Processor Malware The Culprit Behind Goodwill Breach

Malware at a payment-card processor was responsible for the theft of details on an estimated 868,000 credit and debit cards used at Goodwill Industries thrift stores, the organization said on Wednesday (Sept. 3).

An independent forensic investigator found no evidence of malware on any internal Goodwill systems, including point-of-sale systems in stores.
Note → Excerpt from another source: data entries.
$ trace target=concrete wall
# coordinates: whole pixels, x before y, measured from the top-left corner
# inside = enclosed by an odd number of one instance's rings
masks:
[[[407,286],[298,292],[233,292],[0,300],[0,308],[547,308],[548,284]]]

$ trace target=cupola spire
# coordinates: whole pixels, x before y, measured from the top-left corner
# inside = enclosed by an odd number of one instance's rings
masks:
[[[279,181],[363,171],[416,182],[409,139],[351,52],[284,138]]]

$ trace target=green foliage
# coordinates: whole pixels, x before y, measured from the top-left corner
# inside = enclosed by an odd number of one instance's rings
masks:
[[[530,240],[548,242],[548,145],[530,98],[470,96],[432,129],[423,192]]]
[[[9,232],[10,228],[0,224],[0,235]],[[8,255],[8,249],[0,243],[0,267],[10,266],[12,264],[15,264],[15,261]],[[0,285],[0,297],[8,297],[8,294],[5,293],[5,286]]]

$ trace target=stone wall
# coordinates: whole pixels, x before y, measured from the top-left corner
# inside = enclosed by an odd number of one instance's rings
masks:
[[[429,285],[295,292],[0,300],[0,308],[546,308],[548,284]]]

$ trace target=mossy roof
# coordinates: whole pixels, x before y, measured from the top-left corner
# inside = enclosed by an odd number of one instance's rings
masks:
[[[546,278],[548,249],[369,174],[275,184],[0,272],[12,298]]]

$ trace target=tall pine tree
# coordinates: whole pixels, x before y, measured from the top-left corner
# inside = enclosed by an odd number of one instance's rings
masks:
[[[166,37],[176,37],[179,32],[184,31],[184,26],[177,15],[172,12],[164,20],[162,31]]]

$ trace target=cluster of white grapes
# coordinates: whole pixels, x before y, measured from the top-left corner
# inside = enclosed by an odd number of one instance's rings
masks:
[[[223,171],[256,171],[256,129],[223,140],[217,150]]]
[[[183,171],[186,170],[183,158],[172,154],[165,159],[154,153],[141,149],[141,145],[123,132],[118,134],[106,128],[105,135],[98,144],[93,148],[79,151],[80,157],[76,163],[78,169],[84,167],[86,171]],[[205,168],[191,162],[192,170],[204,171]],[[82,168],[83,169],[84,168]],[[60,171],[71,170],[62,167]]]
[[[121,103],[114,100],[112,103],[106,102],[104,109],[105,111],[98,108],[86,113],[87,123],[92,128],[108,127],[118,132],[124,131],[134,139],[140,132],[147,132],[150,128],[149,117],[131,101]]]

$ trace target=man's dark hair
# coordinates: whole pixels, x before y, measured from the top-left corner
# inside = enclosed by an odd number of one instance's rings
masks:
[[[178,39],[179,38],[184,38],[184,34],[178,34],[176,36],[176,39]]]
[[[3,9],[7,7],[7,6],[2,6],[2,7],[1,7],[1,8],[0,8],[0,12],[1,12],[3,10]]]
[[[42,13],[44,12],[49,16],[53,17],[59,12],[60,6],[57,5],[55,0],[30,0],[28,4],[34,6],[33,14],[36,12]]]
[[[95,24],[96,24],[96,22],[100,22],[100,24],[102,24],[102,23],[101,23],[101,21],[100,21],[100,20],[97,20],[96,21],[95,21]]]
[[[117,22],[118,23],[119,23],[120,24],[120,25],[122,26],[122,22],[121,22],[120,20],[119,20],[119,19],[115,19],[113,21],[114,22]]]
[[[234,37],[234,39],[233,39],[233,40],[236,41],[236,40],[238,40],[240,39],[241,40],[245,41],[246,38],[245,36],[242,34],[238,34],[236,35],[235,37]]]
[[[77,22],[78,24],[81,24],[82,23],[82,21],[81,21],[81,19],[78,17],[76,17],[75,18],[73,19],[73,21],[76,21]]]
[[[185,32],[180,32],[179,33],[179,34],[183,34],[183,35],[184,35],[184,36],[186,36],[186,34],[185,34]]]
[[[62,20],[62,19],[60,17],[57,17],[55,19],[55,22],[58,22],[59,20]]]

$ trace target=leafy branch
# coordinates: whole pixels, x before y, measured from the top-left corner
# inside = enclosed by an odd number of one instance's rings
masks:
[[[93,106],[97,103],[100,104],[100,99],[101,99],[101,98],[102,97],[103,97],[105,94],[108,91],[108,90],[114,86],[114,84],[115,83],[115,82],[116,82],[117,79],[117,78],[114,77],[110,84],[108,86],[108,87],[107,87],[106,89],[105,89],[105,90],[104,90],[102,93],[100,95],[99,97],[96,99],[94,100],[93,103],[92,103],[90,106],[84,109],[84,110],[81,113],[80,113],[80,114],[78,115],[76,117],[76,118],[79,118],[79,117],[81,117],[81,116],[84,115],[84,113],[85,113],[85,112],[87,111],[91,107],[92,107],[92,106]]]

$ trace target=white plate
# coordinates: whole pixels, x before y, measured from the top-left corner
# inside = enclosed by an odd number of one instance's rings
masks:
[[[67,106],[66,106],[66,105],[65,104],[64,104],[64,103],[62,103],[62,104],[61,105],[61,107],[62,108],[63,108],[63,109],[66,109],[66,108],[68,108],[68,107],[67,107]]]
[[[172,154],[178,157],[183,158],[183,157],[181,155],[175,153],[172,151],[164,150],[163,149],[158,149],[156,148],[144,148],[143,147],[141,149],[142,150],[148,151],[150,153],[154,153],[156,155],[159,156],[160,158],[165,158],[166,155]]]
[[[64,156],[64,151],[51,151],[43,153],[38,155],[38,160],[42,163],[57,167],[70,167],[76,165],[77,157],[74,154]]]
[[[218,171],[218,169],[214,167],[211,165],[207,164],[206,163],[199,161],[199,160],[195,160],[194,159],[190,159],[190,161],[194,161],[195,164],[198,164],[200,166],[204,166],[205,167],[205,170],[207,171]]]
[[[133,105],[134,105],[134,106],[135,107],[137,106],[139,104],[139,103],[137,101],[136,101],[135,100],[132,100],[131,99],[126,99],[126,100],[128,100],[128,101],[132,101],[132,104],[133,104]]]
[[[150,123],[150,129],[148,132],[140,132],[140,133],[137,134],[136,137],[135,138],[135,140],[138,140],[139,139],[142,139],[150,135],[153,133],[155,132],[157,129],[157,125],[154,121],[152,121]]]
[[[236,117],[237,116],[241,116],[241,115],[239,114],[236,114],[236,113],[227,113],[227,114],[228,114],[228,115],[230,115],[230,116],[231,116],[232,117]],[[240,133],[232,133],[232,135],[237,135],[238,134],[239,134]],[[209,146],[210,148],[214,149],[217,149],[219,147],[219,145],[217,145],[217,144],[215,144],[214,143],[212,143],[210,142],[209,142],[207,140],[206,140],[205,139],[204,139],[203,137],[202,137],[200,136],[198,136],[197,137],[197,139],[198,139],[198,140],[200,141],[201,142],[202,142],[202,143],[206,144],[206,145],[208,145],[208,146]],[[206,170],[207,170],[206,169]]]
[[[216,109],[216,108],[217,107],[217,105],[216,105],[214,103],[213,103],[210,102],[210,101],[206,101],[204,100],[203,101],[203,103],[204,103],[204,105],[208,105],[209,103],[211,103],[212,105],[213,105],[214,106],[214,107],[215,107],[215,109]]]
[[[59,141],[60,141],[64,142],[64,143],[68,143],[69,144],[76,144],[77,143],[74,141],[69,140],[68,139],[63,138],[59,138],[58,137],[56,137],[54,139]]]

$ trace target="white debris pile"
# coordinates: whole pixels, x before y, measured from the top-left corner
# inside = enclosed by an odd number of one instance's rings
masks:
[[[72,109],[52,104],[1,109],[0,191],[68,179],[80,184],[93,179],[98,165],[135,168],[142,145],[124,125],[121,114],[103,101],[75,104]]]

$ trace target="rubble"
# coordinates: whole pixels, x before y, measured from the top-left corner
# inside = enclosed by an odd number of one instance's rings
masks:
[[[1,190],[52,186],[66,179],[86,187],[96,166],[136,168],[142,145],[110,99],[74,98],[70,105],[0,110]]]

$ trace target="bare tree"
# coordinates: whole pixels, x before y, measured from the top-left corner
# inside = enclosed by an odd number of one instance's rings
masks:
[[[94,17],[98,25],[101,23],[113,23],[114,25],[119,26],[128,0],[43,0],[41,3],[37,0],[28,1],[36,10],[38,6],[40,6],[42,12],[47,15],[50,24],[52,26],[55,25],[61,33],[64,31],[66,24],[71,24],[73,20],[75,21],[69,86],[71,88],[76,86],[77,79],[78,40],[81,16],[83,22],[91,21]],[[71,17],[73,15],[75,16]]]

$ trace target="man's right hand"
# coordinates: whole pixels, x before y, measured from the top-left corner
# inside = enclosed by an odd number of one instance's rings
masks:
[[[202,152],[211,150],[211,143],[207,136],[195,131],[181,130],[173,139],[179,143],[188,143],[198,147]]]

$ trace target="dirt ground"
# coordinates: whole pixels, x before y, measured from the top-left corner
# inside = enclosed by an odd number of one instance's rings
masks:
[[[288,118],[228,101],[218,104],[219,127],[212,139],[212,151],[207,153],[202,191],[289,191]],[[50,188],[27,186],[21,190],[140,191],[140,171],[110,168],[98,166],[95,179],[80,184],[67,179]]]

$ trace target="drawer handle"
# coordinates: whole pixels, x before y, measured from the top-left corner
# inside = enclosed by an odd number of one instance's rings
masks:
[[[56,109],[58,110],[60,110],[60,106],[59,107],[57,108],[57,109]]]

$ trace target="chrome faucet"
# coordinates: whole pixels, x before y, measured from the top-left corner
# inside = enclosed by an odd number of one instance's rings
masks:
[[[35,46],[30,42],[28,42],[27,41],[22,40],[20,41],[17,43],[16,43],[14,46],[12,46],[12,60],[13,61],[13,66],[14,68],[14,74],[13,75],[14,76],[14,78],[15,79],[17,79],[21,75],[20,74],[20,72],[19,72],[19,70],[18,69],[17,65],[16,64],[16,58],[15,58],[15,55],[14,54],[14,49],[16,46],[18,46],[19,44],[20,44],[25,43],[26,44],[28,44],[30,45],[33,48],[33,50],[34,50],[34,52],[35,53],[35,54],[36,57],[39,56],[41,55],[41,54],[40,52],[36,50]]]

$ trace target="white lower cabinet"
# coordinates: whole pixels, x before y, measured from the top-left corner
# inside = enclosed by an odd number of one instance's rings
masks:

But malware was found on the systems of a third-party payment-processing vendor used by 330 stores in 19 states and Washington, D.C.

Goodwill did not name the processor, but said the cyberthefts took place during the 18 months between Feb. 10, 2013, and Aug. 14, 2014. All the affected Goodwill stores — about 10 percent of the charity franchise’s 2,900 stores — used the same third-party processor.

Names, payment card numbers and expiration dates were stolen in the breach, but there is no evidence that other customer personal information such as addresses or PINs were stolen.

Goodwill was first notified of a potential breach in July by what it identified as “a payment card industry fraud investigative unit and federal authorities,” which reported that a suspicious pattern of fraudulent charges at big box retailers and grocery chains had been traced back to cards used at the charity’s stores in Alabama, California, Colorado, Florida, Georgia, Illinois, Indiana, Kansas, Louisiana, Maryland, Missouri, North Carolina, New Mexico, Ohio, Pennsylvania, South Carolina, Tennessee, Virginia, West Virginia and Washington, DC.